“The Z Machine” sounds like something out of science-fiction, but it’s the largest X-ray generator in the world. Which sounds even more like science-fiction. And if it that’s what it sounds like, it looks like something Michael Bay would cut from a movie’s storyboards for being too awesome to exist with current special effects.
Which is why physicists built it with real current effects instead.
The PBFA-Z (Particle Beam Fusion Accelerator, Z-pinch version) subjects a target to a current of over 20 million amps – more than six hundred simultaneous lightning bolts – and pressures of over 10 million atmospheres. It can reach temperatures of over two billion degrees and melt diamond. Which is the kind of amazing wrong-sounding you get when you adventure into physical realms beyond the calm, damp, and miniscule speck of reality which supports human bodies. You turn diamonds into Dali paintings.
Anyone can create high temperatures by adding Amperes – people with Christmas lights and a deeply misplaced sense of achievement learn that every year – but the Sandia system is piling power against the physical limitations of reality itself. Add enough energy to anything and it isn’t there anymore. The Z Machine is built to pour power into things without melting itself in the process. It’s so far beyond anything we normally understand about machines, it uses water lines to transmit power, and lightning bolts mean it’s working properly.
It’s pure plasmapunk, vast energies barely but definitely channeled by our brilliance.

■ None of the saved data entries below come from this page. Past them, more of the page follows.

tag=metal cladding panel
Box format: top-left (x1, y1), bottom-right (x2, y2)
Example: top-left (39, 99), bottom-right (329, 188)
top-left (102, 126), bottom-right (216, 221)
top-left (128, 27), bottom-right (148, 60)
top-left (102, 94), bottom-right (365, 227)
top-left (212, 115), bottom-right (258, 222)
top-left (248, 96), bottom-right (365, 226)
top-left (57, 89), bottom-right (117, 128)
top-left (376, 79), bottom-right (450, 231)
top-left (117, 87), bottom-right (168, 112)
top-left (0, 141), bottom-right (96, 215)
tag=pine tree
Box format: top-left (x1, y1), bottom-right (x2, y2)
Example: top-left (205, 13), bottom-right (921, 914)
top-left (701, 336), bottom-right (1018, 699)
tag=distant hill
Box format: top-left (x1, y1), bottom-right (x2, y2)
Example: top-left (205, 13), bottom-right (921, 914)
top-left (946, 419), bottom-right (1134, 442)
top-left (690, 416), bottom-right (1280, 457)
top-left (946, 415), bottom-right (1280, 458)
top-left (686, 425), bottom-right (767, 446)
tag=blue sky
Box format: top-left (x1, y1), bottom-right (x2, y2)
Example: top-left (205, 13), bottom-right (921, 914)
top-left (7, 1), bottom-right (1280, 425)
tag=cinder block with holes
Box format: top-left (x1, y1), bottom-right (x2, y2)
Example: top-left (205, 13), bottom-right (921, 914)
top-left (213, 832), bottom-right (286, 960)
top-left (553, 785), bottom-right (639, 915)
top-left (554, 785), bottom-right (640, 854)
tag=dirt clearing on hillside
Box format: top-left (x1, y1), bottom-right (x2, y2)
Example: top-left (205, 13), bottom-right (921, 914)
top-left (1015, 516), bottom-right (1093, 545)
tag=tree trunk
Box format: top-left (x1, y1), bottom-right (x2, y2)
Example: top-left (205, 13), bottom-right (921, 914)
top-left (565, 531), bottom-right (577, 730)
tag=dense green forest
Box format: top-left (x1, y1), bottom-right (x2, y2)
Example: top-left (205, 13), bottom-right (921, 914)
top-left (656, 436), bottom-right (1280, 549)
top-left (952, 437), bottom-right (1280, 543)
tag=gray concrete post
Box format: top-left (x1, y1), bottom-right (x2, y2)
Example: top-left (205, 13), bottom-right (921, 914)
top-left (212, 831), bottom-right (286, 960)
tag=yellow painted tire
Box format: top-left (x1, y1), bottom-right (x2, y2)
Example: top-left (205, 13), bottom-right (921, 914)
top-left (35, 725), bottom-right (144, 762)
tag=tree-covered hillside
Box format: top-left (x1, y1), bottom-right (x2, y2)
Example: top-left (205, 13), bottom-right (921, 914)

Science-fiction is all about people and how they react to revolutionary advances. A common metric for the quality of these stories is how well developed those advances are. Science fact develops them as well as they can be – in fact, they only can be because science develops them – and how we react becomes the science-fiction story. Real science uses the world as a narrative. Society is an analog computer calculating stories in response to the ideas injected by the inventors. And the equipment looks every micrometer the part of a machine to change the world.